Increased thrombotic risk and potential mechanisms of aspirin resistance in diabetes. There is an increase in basal platelet activity in diabetes, which may be responsible for suboptimal inhibition of platelet function by aspirin. Furthermore, increases in the plasma level and activity of clotting factors, associated with a prothrombotic clot structure, have been shown in individuals with diabetes. Therefore, reductions in platelet reactivity and the level and activity of coagulation factors by the use of statins, angiotensin converting enzyme inhibitors (ACEI) and modulation of insulin resistance, may improve the clinical efficacy of aspirin. Another mechanism for aspirin treatment failure is related to an increase in platelet and coagulation protein glycation, which may interfere with the acetylation process. Improved glycaemic control or the use of higher doses of aspirin may allow for more efficient acetylation of these proteins, consequently reducing the risk of thrombosis. NO, nitric oxide

Conclusions

Accumulating clinical and laboratory evidence suggest a reduced efficacy of aspirin in patients with diabetes. The exact mechanisms that underline the poor response to aspirin treatment in patients with diabetes are not entirely clear, but hyperglycaemia appears to be one factor involved. High blood glucose results in glycation of platelet proteins, making them less accessible to acetylation, potentially predisposing to treatment failure. Similar mechanisms may operate on clotting factors, which have been shown to undergo both glycation and acetylation. This interaction between acetylation and glycation may explain the greater effectiveness of clopidogrel in preventing vascular events in diabetes compared with low-dose aspirin [42]. Hypothetically, two simple approaches may help in increasing the efficacy of antithrombotic therapy in diabetes, including the administration of higher doses of aspirin or the use of other antiplatelet agents such as clopidogrel.

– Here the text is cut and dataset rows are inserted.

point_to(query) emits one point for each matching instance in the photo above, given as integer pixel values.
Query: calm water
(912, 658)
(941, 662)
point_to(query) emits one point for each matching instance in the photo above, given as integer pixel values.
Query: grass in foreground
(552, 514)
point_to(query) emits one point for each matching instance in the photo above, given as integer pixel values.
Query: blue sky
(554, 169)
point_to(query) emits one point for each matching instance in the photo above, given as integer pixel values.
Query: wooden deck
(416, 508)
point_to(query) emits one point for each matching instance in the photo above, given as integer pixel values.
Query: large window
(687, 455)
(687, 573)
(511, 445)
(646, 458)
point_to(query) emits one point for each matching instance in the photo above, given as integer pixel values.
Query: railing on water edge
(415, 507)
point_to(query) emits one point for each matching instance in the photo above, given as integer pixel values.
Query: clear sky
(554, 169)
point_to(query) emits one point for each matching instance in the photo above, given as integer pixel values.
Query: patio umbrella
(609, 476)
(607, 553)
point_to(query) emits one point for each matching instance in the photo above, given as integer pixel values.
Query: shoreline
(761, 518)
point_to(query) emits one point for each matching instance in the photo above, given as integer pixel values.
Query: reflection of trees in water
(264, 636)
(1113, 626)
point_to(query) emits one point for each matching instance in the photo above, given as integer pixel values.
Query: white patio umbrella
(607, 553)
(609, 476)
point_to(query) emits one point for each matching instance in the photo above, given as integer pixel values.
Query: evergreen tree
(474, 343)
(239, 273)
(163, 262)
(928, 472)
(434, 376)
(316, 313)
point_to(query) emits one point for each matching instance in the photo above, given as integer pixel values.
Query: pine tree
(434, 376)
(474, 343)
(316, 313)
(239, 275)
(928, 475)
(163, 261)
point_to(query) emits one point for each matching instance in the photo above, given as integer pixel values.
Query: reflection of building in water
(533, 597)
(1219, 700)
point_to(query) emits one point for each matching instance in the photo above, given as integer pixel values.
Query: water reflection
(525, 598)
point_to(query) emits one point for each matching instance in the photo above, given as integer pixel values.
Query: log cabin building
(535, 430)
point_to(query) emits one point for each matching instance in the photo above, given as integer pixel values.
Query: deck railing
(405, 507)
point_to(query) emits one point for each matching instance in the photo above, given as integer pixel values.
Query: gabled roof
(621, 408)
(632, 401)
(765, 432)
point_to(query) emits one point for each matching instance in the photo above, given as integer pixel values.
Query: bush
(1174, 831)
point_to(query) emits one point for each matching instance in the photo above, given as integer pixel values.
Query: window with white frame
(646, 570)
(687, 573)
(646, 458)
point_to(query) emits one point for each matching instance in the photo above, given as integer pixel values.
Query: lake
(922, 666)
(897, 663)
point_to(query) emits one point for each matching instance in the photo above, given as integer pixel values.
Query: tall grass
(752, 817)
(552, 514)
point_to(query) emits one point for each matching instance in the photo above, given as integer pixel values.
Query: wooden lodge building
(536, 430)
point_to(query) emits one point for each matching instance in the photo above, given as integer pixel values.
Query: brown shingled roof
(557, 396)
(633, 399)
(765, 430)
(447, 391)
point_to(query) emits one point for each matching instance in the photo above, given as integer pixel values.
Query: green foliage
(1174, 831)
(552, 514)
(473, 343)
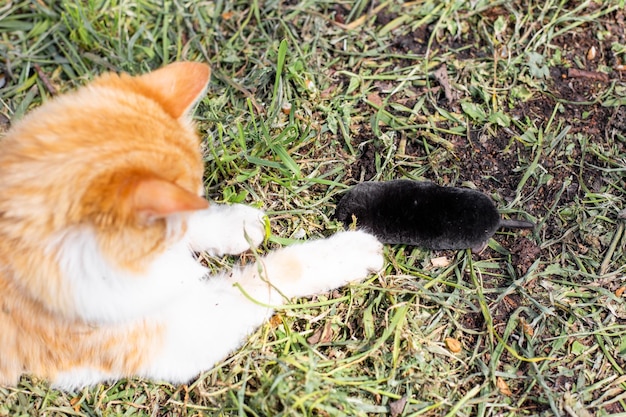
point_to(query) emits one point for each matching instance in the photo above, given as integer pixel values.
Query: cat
(101, 210)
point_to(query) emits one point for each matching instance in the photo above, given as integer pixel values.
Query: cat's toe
(362, 252)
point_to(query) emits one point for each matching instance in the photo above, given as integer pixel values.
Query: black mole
(422, 213)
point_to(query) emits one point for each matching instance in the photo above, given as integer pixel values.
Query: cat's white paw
(331, 263)
(227, 229)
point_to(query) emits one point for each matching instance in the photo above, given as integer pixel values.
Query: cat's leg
(225, 229)
(216, 317)
(313, 267)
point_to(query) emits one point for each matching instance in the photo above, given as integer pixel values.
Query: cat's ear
(154, 198)
(178, 86)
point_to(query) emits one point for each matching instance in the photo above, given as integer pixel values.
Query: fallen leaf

The combination of aspirin and clopidogrel is also a possibility, particularly in those who show a partial response to either drug. Unfortunately, none of the above strategies can be recommended at present because of the lack of evidence supporting a clinical benefit of such an approach. It should be stressed that aspirin administration is associated with a significant risk of gastrointestinal haemorrhage, which seems to be dose dependent [43] and can be fatal. Therefore, aspirin-treated diabetes patients may be exposed to a considerable risk that may outweigh the small benefits of such treatment.

There is an urgent need for further clinical and basic research to clarify the prevalence of biochemical aspirin resistance in individuals with diabetes, to understand the relationship with clinical treatment failure and to elucidate the mechanisms involved. Establishing reliable indicators of efficacy will help to provide more effective and less hazardous treatment strategies in these individuals.